The Earth’s thermostat is broken. That is the stark conclusion from the UK Met Office, which today confirmed that global average temperatures for the past 12 months have exceeded 1.5°C above pre-industrial levels for the first time in recorded history. This is not a model projection. This is observed data. The planet is now operating outside the most ambitious guardrail set by the Paris Agreement, and the physics of the atmosphere will not negotiate with our intentions.
Dr. Helena Vance, Science & Climate Correspondent — The Met Office’s HadCRUT5 dataset, which combines measurements from over 10,000 land and ocean stations, shows that the period from February 2023 to January 2024 averaged 1.52°C above the 1850-1900 baseline. The margin of error is ±0.07°C, meaning we are safely above the line. This is not a one-month anomaly. It is a sustained breach. The previous record for a 12-month period was set in 2016, during a strong El Niño. That record now stands broken by 0.17°C.
Let us be clear about what this means. The Paris Agreement’s 1.5°C target is not a cliff edge beyond which all is lost. It is a threshold of increasing risk. Every tenth of a degree matters because the Earth system responds non-linearly. The extra energy retained by the atmosphere is equivalent to detonating four Hiroshima atomic bombs per second, every second, since the industrial revolution. That energy does not disappear. It melts ice, warms oceans, and intensifies weather.

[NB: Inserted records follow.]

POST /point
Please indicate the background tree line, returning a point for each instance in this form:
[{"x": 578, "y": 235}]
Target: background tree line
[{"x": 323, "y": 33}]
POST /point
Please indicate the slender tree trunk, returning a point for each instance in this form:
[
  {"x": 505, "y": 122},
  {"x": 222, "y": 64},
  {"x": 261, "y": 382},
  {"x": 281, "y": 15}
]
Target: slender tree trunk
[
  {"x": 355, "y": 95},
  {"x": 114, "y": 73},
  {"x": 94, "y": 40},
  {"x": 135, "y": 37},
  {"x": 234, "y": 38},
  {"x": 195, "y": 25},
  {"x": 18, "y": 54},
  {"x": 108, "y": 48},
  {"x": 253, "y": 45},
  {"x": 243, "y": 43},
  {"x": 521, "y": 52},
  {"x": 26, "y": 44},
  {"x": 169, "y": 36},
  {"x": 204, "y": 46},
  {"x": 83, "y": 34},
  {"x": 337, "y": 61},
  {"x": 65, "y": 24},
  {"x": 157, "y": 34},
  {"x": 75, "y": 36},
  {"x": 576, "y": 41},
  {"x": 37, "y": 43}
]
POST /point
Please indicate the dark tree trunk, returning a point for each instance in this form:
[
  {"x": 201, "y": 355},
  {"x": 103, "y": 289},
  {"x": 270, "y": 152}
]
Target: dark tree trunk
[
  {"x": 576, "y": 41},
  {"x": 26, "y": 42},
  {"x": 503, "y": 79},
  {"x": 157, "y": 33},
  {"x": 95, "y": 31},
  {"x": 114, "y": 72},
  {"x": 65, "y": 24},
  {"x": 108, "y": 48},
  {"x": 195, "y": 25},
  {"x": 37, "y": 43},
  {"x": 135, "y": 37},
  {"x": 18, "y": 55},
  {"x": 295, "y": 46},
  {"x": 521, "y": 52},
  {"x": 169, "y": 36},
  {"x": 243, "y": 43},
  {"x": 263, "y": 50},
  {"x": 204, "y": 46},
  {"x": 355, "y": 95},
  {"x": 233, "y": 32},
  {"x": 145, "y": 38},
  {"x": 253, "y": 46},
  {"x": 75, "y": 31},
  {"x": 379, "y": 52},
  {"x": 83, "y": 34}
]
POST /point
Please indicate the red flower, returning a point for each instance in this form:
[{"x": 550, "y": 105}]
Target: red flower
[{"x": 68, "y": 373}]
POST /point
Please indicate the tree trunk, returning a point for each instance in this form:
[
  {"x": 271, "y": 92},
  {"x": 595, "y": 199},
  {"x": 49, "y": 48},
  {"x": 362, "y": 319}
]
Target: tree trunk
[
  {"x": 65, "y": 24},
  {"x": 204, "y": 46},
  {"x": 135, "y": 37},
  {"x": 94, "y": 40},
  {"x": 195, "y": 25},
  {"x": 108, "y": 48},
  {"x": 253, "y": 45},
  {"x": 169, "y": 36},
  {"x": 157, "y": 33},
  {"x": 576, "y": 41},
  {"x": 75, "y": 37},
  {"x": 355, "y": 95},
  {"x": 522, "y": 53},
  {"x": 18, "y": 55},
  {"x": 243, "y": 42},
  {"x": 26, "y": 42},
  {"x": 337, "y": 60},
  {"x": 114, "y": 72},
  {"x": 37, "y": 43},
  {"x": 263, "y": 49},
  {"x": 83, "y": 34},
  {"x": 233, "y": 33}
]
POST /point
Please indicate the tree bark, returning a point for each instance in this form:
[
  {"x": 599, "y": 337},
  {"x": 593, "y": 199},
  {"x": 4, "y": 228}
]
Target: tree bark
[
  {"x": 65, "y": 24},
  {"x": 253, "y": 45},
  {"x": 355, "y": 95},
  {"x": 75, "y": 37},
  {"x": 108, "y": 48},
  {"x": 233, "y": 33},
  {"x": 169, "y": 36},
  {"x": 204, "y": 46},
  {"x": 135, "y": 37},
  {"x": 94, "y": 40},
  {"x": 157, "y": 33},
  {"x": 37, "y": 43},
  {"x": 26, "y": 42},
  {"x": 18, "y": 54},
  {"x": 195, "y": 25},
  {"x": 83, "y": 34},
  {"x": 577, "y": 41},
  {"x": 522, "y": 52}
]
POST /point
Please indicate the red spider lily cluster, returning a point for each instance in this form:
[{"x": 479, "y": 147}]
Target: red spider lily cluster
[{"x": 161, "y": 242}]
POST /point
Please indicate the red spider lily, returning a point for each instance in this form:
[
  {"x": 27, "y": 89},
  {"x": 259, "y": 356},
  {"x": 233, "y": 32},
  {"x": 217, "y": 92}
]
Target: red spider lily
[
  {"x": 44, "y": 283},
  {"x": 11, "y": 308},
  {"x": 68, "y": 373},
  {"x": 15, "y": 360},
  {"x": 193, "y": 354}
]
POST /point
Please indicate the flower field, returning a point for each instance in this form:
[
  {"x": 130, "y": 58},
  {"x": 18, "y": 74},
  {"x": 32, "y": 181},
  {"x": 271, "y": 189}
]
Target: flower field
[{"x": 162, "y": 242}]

We are already seeing the consequences. The Copernicus Climate Change Service reports that Arctic sea ice extent in January was the lowest on record for that month. Antarctic sea ice continues to hover at record lows, with the continent losing mass at an accelerating rate. The North Atlantic sea surface temperature in 2023 was the highest in at least 40,000 years — yes, that is a geological timescale. The implications for marine ecosystems and fisheries are profound.
The Met Office’s chief scientist, Professor Richard Allan, put it succinctly: “We are entering a new climate reality. The 1.5°C limit is de facto dead for this year, and likely for the coming years, given the inertia of the climate system and continued fossil fuel emissions.” The statement carries the calm urgency that science demands. There is no panic in the data. Only a quiet alarm.
Some may ask: is this the new normal? The answer is no. Normal is a moving baseline. If emissions continue at current rates, we will hit 2°C within two decades. At that point, extreme heatwaves that currently occur once in 50 years will become annual events. Coral reefs will functionally disappear. The Greenland ice sheet will pass a tipping point, committing sea levels to metres of rise. This is not speculation. This is physics.
What can be done? The solutions are known. Renewable energy is now cheaper than coal in most markets. Battery storage is scaling exponentially. Electric vehicle sales grew by 35% in 2023. But the pace is insufficient. We need to deploy these technologies at wartime speed, not peacetime convenience. The carbon budget for 1.5°C is effectively exhausted. Every tonne of CO2 we emit from now on is borrowed against our children’s future.
The data do not offer hope. They offer a choice. We can continue to treat the atmosphere as an open sewer, or we can treat it as the fragile envelope that sustains all life. The thermometers do not lie. The question is whether we will listen.
For now, the records fall like dominoes. Each one is a signal that the Earth is changing in ways that human civilisation has never experienced. We are living through the largest uncontrolled experiment in planetary history. And the results are coming in.